Minho panikle başını hayır dercesine iki yana sallarken diğer yandan gömleğinin düğmelerini açıyordu. Hyunjin her açılan düğmede durumun ciddiyetini daha iyi anlıyordu. Vücudunun her yeri farklı bir izle doluydu; kesik izleri, kemer izleri, sigara izleri ve anlam veremediği birçok iz daha.
Bunun kötü yanı çoğu izin yeni olmamasıydı. Çok eski izler ve yaralarda vardı. Minho, Hyunjin'in yüzüne bakmaya utanıyordu. Yaralarını ilk defa bir kişiye tamamen açmıştı. Bu yaralar fiziksel gözüksede, Minho için tam olarak öyle değildi.

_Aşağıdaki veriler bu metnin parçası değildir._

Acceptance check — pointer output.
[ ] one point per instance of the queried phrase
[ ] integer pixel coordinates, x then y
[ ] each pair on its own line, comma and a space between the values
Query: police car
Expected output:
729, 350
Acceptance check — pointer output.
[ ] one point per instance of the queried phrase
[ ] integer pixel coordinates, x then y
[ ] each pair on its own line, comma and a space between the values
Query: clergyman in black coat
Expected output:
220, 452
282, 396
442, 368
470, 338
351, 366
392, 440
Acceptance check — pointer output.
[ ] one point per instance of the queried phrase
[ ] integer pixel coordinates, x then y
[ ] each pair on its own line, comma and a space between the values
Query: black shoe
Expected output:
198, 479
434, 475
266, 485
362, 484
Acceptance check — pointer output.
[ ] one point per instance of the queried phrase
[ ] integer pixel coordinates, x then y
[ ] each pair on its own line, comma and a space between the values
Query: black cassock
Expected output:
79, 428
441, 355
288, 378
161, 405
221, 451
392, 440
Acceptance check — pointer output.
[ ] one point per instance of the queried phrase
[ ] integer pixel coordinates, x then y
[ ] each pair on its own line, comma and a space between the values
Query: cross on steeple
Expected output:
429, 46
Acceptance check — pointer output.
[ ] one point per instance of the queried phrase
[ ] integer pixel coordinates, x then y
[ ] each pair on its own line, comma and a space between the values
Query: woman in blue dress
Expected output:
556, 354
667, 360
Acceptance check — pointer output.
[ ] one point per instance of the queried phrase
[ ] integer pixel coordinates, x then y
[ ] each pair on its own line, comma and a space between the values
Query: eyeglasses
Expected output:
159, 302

Daha sonra Hyunjin, Minho'nun yaralarını beceriksizce o motel odasında sarmaya çalışmıştı. Her ne kadar beceremesede, Minho için bu fazlası ile özeldi. Eskiden annesinin yaralarını sardığı zamanları anımsıyordu. Annesinden sonra bir daha yaralarını saran olmamıştı ve olmayacağını düşünürdü. Taa ki bugüne kadar
Minho içinden bir defa daha tekrarladı. Bugünden sonra Hyunjin'i koruyacaktı. Onun bunu bilmesine gerek yoktu. Belkide vicdanını rahatlatmak için bunu yapıyordu. Neden bunu yaptığını bilmiyordu bile.
Tek bildiği değmişti. Yediği yumruklar ilk defa bir anlam kazanmıştı onun için, canının yanmasında onun için bir sorun yoktu. Alışmıştı ama ilk defa değdiğini hissediyordu. Acı çekmesinin bir karşılığı vardı ve pişman değildi. Bu yüzden gülümsedi.
Hyunjin ona garipseyen bakışlarla baksa dahi yüzüne bakıp gülümsemeye devam etmişti. Ama bu sefer bunu kendine acı çektirmek için yapmamıştı.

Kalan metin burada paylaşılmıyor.